In einem Schweizer Haushalt stehen etwa 20 Elektrogeräte. Gemäss Schätzungen der EKZ werden in der Schweiz durch unnützen Standbybetrieb zwei Milliarden Kilowattstunden verschwendet – fast der Strombedarf der Stadt Zürich. Die gleiche Funktion wie der Standbykiller erfüllt auch eine Kabelschiene mit Schalter.
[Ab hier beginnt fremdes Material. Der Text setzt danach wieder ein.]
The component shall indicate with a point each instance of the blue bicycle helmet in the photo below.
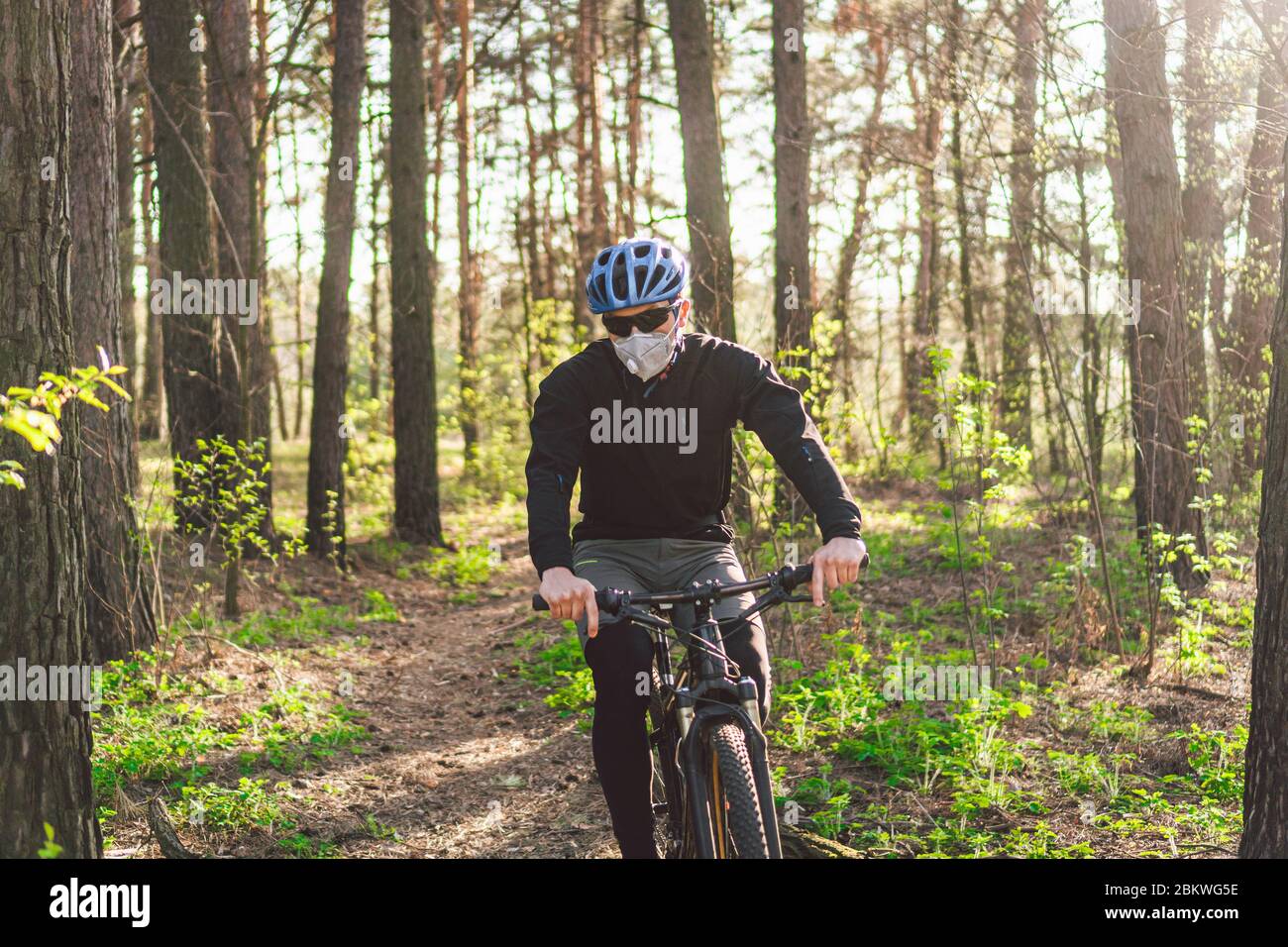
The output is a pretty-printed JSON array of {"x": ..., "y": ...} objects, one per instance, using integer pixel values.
[{"x": 636, "y": 270}]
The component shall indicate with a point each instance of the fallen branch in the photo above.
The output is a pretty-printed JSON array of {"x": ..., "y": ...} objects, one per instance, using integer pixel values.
[{"x": 162, "y": 830}]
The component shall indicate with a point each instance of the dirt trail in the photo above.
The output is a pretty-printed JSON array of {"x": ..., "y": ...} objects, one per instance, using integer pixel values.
[{"x": 464, "y": 759}]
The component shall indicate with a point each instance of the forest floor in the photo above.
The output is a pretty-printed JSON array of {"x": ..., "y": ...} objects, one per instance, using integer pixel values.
[{"x": 417, "y": 707}]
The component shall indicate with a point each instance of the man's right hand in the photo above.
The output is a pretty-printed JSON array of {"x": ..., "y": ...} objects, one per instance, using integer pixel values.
[{"x": 570, "y": 596}]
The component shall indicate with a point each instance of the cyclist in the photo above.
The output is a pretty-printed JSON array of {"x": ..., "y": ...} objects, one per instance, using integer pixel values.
[{"x": 645, "y": 418}]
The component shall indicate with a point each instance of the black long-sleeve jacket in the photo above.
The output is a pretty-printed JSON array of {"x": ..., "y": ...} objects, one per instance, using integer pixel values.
[{"x": 666, "y": 474}]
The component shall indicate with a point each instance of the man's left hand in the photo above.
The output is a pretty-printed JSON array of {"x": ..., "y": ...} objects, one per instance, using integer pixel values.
[{"x": 835, "y": 565}]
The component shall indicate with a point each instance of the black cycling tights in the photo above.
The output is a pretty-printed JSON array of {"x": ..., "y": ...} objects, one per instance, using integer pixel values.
[{"x": 619, "y": 659}]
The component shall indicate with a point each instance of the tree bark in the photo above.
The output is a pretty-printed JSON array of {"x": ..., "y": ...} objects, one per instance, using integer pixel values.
[
  {"x": 185, "y": 241},
  {"x": 1157, "y": 335},
  {"x": 119, "y": 594},
  {"x": 153, "y": 402},
  {"x": 917, "y": 369},
  {"x": 469, "y": 277},
  {"x": 1265, "y": 789},
  {"x": 706, "y": 205},
  {"x": 123, "y": 33},
  {"x": 1202, "y": 215},
  {"x": 1244, "y": 337},
  {"x": 331, "y": 352},
  {"x": 245, "y": 372},
  {"x": 416, "y": 514},
  {"x": 44, "y": 744},
  {"x": 1017, "y": 377},
  {"x": 793, "y": 292}
]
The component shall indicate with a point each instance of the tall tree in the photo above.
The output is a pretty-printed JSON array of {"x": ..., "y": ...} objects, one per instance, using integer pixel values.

Der grosse Vorteil der «Killerpille» ist jedoch die Strommessfunktion, die auf spielerische Art Stromfresser sichtbar macht.

Hoffnung auf Lizenzen im Ausland

Der Standbykiller ist vorderhand nur in den EKZ-Filialen erhältlich. «Wir sind gerne bereit, mit anderen Elektrizitätswerken oder Grossverteilern zu verhandeln», sagt EKZ-Chef Urs Rengel. Bereits würden auch Lizenzdiskussionen mit ausländischen Werken oder Grossverteilern geführt. Die EKZ erhoffen sich damit höhere Stückzahlen und eine Senkung der Herstellungskosten von rund 80 Franken.

Der Standbykiller kostet heute und morgen Samstag in allen Eltop-Filialen der EKZ Fr. 24.50, ab Montag 49 Franken.